Name one artist and one designer that inspires you.
– Mike Kelley and Helmut Lang. The retrospective at PS1 last year had a profound influence on my thinking. I’d never looked carefully at his work before. Helmut Lang for his utter simplicity, his lack of pretext, his unerring taste.
How is art and fashion similar? Rei Kawakubo said once when asked to define the difference between art and fashion “Is finding a difference so important, really? Fashion is not art. The aims of fashion and art are different and there is no need to compare them”. Do you agree?
– Yes, I do agree. I think it is easy to conflate the two because they both fall under the heading creative practices, but in the end fashion is about selling clothes. It is a business. Fashion will always be trying to become art (Look at the recent spate of fashion shows at art museums at the Met), for some reason, to gain some sort of cultural credibility it believes art possesses. And art will always be struggling to avoid it’s inevitable regression into design.

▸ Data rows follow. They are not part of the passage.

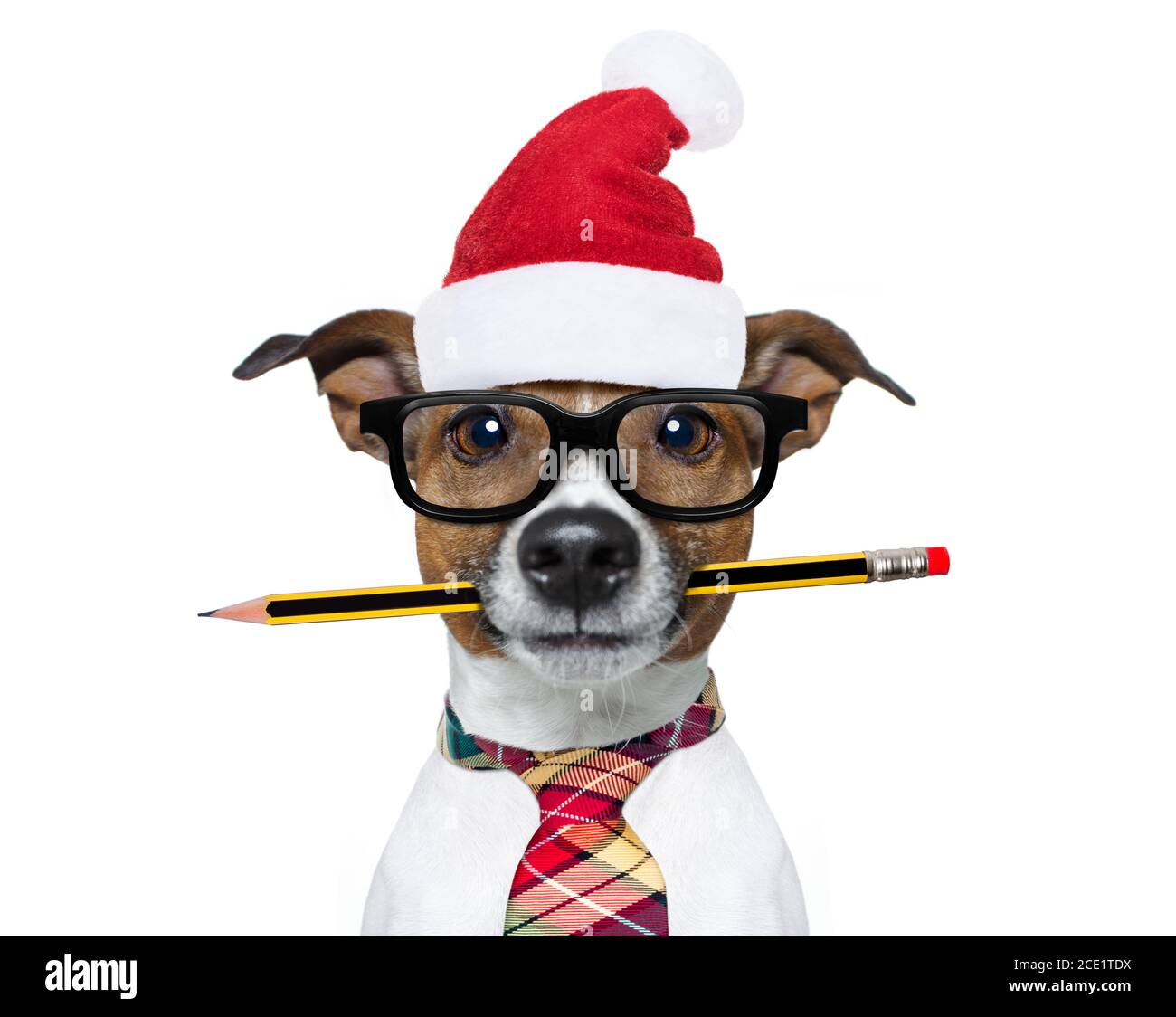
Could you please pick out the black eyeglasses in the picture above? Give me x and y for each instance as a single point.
(686, 454)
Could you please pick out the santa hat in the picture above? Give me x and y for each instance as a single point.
(581, 262)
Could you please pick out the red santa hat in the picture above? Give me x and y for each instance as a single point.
(581, 261)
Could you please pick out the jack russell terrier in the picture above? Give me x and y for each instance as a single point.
(586, 674)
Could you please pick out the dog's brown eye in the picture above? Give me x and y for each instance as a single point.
(686, 432)
(478, 432)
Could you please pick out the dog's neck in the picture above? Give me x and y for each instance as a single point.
(501, 699)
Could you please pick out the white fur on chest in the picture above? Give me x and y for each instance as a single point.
(448, 864)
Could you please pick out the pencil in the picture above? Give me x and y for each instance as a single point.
(720, 577)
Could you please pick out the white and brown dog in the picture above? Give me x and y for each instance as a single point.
(583, 592)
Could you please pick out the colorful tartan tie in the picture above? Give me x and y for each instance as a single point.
(586, 872)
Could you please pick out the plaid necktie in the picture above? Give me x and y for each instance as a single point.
(586, 872)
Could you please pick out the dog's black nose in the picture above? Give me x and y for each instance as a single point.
(579, 557)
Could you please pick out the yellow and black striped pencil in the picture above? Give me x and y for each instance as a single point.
(721, 577)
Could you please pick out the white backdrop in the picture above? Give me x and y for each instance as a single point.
(980, 193)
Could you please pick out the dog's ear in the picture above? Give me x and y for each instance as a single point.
(796, 353)
(368, 354)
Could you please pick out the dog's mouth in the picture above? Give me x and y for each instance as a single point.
(573, 652)
(580, 641)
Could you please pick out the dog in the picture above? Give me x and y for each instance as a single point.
(520, 671)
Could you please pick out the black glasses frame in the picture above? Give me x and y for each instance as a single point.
(384, 417)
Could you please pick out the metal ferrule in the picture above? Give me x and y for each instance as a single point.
(898, 564)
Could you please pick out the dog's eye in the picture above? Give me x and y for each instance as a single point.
(686, 432)
(478, 432)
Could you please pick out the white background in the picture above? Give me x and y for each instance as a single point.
(980, 193)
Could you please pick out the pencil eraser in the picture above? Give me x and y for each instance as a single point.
(939, 561)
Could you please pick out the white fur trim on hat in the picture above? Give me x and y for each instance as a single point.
(695, 83)
(581, 321)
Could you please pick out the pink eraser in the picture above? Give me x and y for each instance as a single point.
(939, 561)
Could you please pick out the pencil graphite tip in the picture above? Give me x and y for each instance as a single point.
(246, 612)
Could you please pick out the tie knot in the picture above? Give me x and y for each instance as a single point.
(584, 785)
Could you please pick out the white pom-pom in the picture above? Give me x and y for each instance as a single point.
(695, 83)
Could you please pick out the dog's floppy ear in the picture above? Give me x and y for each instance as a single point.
(368, 354)
(796, 353)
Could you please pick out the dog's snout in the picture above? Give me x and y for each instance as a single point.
(579, 557)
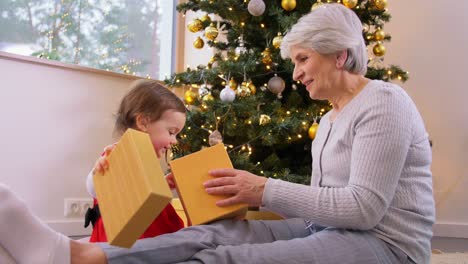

Where can we see more of your work?
What are your goals for this year?
– I would like to find a retailer for Gainsboro. That will take it out of the realm of “is this art” and into the realm of “is this a successful business?” I would like to do a runway show, hopefully this year, and also a show of some new paintings, sculpture, and videos I’m working on.
What else are you working on?
– I’ve been working on a series of podcast interviews with artists called “Off the Wall.” As I mentioned, I’ve been painting again, making figurative paintings about, loosely, identity in fashion. I’m also in preliminary conversations with a few artists about opening an exhibition space in Los Angeles.